Hace unos días, mientras salía del cine después de ver una película magnífica, El cautivo de Amenábar, pensé en la fuerza secreta que tienen las historias. Hay algo en el arte de contar que se parece a tender un hilo de luz en la oscuridad. Cervantes, prisionero en Argel, encontró refugio en la palabra. No tenía más armas que su ingenio, ni más cobijo que la voz que inventaba relatos.

Una escena de 'El cautivo'
Me recordó a Sherezade, la heroína de Las mil y una noches, que inventa una narración que deja en suspenso a su verdugo. Al llegar el alba, interrumpe su relato. Sherezade entiende mejor que nadie que la imaginación puede ser más fuerte que el miedo.

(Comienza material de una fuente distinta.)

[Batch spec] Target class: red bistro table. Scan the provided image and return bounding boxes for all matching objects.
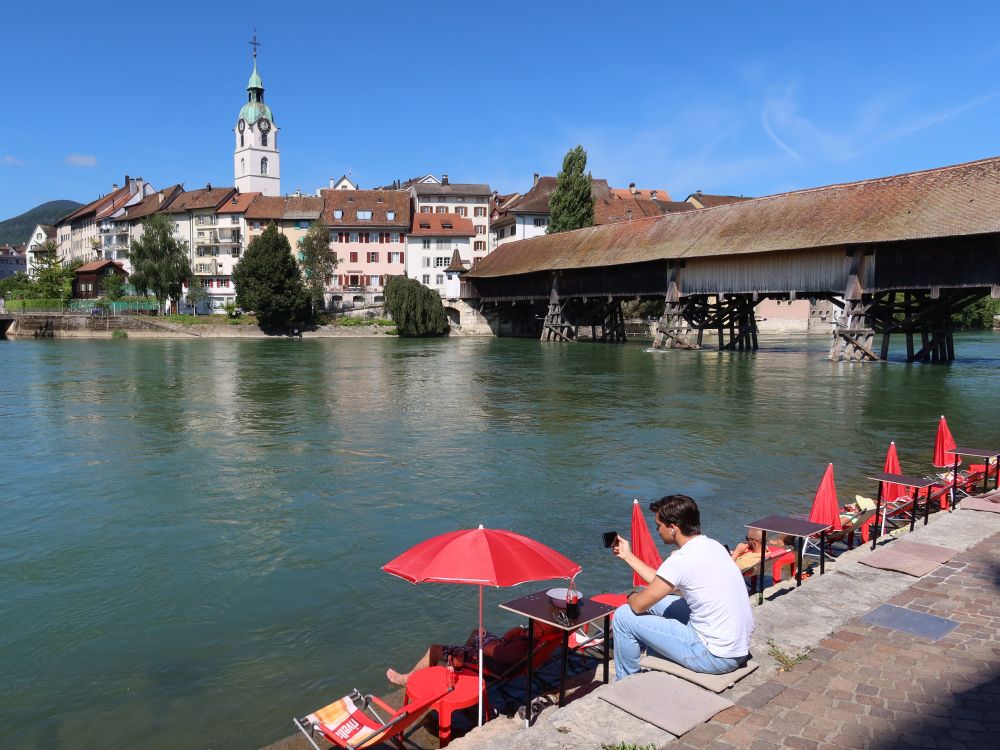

Me gusta Bastian, el protagonista de La historia interminable. Ese niño lector que se esconde en un desván para sumergirse en un libro y termina traspasando la frontera entre la realidad y la fantasía. Me emocionaba, de pequeña, la idea de que alguien pudiera cruzar las páginas como si fueran un umbral y convertirse en héroe de la aventura. Con los años, comprendí que todos, de alguna manera, somos Bastian: cada vez que abrimos un libro dejamos atrás la rutina y nos dejamos absorber por otro mundo.
Tal vez la salvación está en volver a sentarnos alrededor del fuego de las historias
Mientras caminaba de regreso a casa tras la película, con las imágenes de Cervantes joven grabadas en la retina, evocaba la sonrisa de Sherezade y los ojos de Bastian. Los tres compartían una misma verdad: que las historias pueden salvarnos. A veces nos rescatan del tedio, otras del dolor, y en ocasiones, como en Argel, de la misma muerte. Quizá, en este mundo convulso, con guerras que vuelven a teñir de miedo los mapas y hostilidades que parecen repetirse, la salvación no esté tanto en levantar muros o afilar armas, sino en volver a sentarnos alrededor del fuego de las historias.
Tal vez lo que necesitamos es aprender a narrar y a escucharnos. Convertirnos, de algún modo, en Sherezades de nuestro tiempo: enlazar historias, prolongarlas hasta el amanecer, dejar que sean ellas quienes nos mantengan vivos. Una buena historia nunca termina del todo: se prolonga en quien la escucha, en quien la recuerda, en quien la vuelve a contar. En esa continuidad, una cadena secreta de voces, quizá resida nuestra verdadera posibilidad de salvación.